Como si todo perteneciera a un proceso automático, Miyako estiró sus largos brazos hacia arriba, giró el cuello a un lado y a otro y se frotó los ojos por debajo de las lentes, sin llegar a quitárselas. La pantalla seguía encendida frente a ella lo que significaba que todavía no podía relajarse y descansar. Hizo una respiración profunda convenciéndose de ello y encaró su tarea.

—¿No lo dejas por hoy?

No se volteó al escucharlo, aunque sí sintió la preocupación de su voz y sus manos sobre sus hombros, masajeándolos suavemente. Sus dedos dejaron de teclear, mientras cerraba los ojos, recreándose en ese bienestar. Ese bienestar que inesperadamente duró poco.

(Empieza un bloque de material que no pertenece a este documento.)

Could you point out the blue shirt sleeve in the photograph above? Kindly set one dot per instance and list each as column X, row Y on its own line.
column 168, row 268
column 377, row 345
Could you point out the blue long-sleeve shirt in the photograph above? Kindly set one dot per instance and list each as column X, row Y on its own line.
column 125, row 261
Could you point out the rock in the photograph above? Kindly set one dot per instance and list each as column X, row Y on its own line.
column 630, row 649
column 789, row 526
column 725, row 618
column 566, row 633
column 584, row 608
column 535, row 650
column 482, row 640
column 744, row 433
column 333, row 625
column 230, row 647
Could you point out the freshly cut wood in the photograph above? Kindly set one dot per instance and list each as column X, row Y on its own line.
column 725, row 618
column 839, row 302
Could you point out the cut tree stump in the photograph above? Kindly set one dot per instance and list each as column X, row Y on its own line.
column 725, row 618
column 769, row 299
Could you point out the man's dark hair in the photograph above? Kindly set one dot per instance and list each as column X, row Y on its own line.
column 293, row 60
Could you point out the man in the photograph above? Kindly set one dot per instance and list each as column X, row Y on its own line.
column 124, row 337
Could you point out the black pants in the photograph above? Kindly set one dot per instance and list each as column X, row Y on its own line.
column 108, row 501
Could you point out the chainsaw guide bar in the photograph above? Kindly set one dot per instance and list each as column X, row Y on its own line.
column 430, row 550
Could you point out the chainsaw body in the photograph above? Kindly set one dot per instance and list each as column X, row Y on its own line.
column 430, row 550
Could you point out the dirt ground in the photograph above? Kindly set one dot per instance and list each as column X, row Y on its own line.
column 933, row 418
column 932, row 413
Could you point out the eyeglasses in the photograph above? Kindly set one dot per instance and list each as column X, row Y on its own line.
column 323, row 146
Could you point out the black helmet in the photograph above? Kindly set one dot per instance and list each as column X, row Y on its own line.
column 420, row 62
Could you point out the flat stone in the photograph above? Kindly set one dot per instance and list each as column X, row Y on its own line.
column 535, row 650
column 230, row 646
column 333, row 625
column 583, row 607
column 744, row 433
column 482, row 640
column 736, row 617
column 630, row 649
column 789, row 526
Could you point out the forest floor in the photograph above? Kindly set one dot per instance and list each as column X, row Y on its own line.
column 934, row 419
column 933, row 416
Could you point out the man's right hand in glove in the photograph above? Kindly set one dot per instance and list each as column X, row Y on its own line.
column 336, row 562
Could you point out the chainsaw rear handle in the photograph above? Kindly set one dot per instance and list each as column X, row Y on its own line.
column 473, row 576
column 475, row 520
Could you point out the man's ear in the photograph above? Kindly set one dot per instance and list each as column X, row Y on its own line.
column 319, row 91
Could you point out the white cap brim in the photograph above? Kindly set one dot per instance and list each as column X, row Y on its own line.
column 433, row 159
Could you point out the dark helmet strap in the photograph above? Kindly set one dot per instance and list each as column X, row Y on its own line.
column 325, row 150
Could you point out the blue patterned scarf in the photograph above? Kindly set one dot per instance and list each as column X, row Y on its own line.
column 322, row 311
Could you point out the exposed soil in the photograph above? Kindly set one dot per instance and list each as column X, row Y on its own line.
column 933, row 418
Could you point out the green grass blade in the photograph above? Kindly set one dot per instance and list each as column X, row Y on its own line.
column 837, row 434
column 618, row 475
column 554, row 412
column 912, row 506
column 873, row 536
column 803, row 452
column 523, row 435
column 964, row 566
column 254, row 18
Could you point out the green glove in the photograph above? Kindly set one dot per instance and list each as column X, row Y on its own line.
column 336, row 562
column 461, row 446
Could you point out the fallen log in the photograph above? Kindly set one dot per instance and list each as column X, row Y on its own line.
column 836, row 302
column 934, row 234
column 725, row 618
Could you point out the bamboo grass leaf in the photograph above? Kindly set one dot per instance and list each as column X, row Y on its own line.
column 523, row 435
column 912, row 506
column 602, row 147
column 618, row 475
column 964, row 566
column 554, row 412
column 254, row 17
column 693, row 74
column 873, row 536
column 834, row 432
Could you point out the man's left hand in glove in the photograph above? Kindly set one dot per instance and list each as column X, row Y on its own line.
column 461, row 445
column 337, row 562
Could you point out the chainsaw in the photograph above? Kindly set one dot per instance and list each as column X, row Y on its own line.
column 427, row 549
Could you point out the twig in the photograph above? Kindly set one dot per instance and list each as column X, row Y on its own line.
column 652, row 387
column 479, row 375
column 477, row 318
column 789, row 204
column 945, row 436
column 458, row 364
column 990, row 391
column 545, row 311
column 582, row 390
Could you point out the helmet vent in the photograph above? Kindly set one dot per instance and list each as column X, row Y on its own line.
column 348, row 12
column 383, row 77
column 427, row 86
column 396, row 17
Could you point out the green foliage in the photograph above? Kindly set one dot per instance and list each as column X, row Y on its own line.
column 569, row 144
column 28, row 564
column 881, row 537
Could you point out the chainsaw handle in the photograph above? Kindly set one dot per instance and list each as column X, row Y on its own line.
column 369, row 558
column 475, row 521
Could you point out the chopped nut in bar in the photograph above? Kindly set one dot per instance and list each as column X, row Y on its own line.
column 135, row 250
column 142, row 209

—¡Ken, para! —Dio un respingo—. Duele.

—Claro que duele, tienes una contractura enorme aquí —dijo Ken sin detenerse.

Miyako se revolvió.

—Más motivo para no tocar.

Sin embargo, Ken, sin darle opción a voltearse y por tanto a ver su cara de concentración, siguió manipulando la zona.

—Puedo quitártela. Sé lo que hago, he dado cursillos en el club deportivo de la universidad.

Pero en ese instante a Miyako le daba igual cualquier conocimiento que pudiera tener Ken ni cómo, ni dónde lo hubiera adquirido porque lo único que sentía y por tanto nublaba su mente y su juicio era un intenso dolor provocado por sus dedos.

—¡Pero duele Ken! No toques más.

—Estarás mucho mejor después —prosiguió Ken.

—¡No me interesa el después!, ¡me interesa el ahora!, ¡el ahorauuuuuu! —gritó y movió los brazos, pero lejos de conseguir que Ken se detuviera, lo único que provocó fue su risa.

—No seas tan quejosa —dijo, dándole un beso en la sien como compensación por el dolor.

Inesperadamente esa acción calmó un poco a Miyako. Empezaba a rendirse, o mejor dicho a resignarse. Bajó la cabeza y apartó su cabello a un lado, lo que Ken agradeció porque así podía manipular mejor la zona.

—No me quieres Ken, me haces sufrir —musitó sombría.

Pese al dolor, sintió de nuevo ese bienestar, espiritual al escuchar otra vez su risa y físico al notar sus labios en su nuca.

—Reina del drama —susurró Ken.

Con ese escalofrío recorriendo su cuerpo, Miyako movió un poco la cabeza, tratando de buscar su rostro.

—No solo me rompes el cuello, también el corazón —dijo y cerró los ojos, ofreciendo sus labios.

Cuando el beso no llegó, abrió los ojos disconforme. Ken había dejado de mover sus dedos y la miraba con una adorable sonrisa.

—Miyako….

—¿Sí?

—Voy a mantener presión en este punto, dime cuando deja de dolerte.

Y Miyako, que, perdida en su mirada, por un momento había olvidado su tortura, gritó hasta que el dolor desapareció y el beso llegó.